Sonia réfléchit sur l'expérience : « Lors qu'ils sont en fugue, les
enfants sont vulnérables. Je comprends mieux maintenant pourquoi Issa et
Idrissa sont tellement motivés à faire ce travail pendant leur propre temps
libre. Les enfants fuient par peur de la vie dans les daaras. Mais, ce
qui les attend dans la rue pourrait être encore pire. L'agression sexuelle
est commune contre les garçons talibés dans la rue, tard dans la nuit pendant
que la société dort. Personne ne se posera de question à leur sujet ou ne se
souciera de leur bien-être. Cibles faciles ! Je connaissais déjà bien cette
terrible réalité; j'ai vu les résultats de ces traumatismes de mes propres
yeux. Lors de ma première ronde de nuit, nous avions trouvé un garçon de
six ans, Gora,
qui avait été agressé sexuellement dans la rue la nuit
précédente. Ma fille et moi sommes toujours hantées en pensant à lui. Mais
cette nuit-là, Idrissa m'a averti d'un risque plus important. Il m'a appris
que lui et beaucoup d'autres croient que les enfants disparaissent plus
souvent que dans le passé. Il pense que, parce qu'il y a plus de talibés et
donc plus de fugueurs, la possibilité d'enlèvement est en augmentation (on
estime qu'il y a plus de 10 000 enfants talibés mendiants à Saint Louis).
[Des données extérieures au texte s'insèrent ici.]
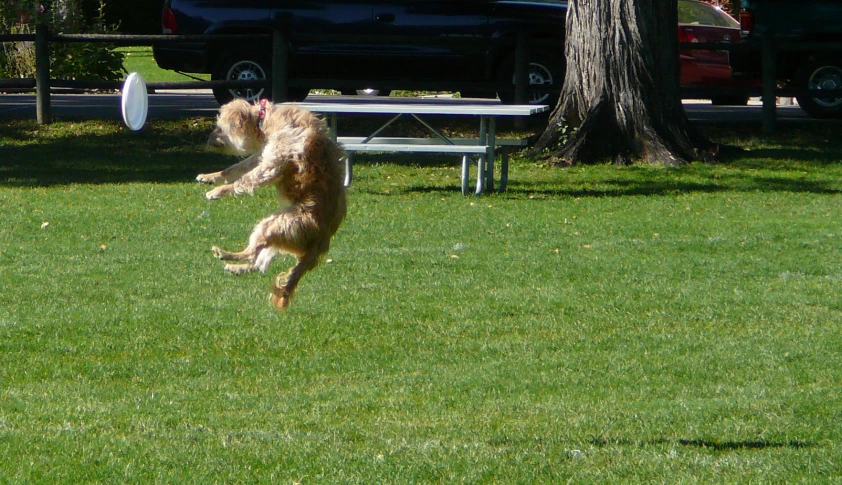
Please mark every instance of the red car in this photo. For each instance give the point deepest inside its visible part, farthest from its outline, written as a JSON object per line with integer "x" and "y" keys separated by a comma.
{"x": 702, "y": 22}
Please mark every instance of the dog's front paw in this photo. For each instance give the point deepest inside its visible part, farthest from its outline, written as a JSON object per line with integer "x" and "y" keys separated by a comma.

Les enfants eux-mêmes auraient certainement peur de ces dangers, ce qui
souligne à quel point leur situation doit être néfaste pour eux s'ils
préfèrent les risques de la rue à ceux du daara.
Idrissa dit que, les nuits où il ne sort pas faire une ronde de nuit, il ne
peut pas dormir parce qu'il imagine les dangers qui guettent les enfants qui
ne seront pas ramassés cette nuit-là. Issa ressent la même chose. Ceci est
la raison pour laquelle Issa et Idrissa donnent si peu d’importance à leur
sommeil ».
Issa et Idrissa sont véritablement les « anges de Saint-Louis ».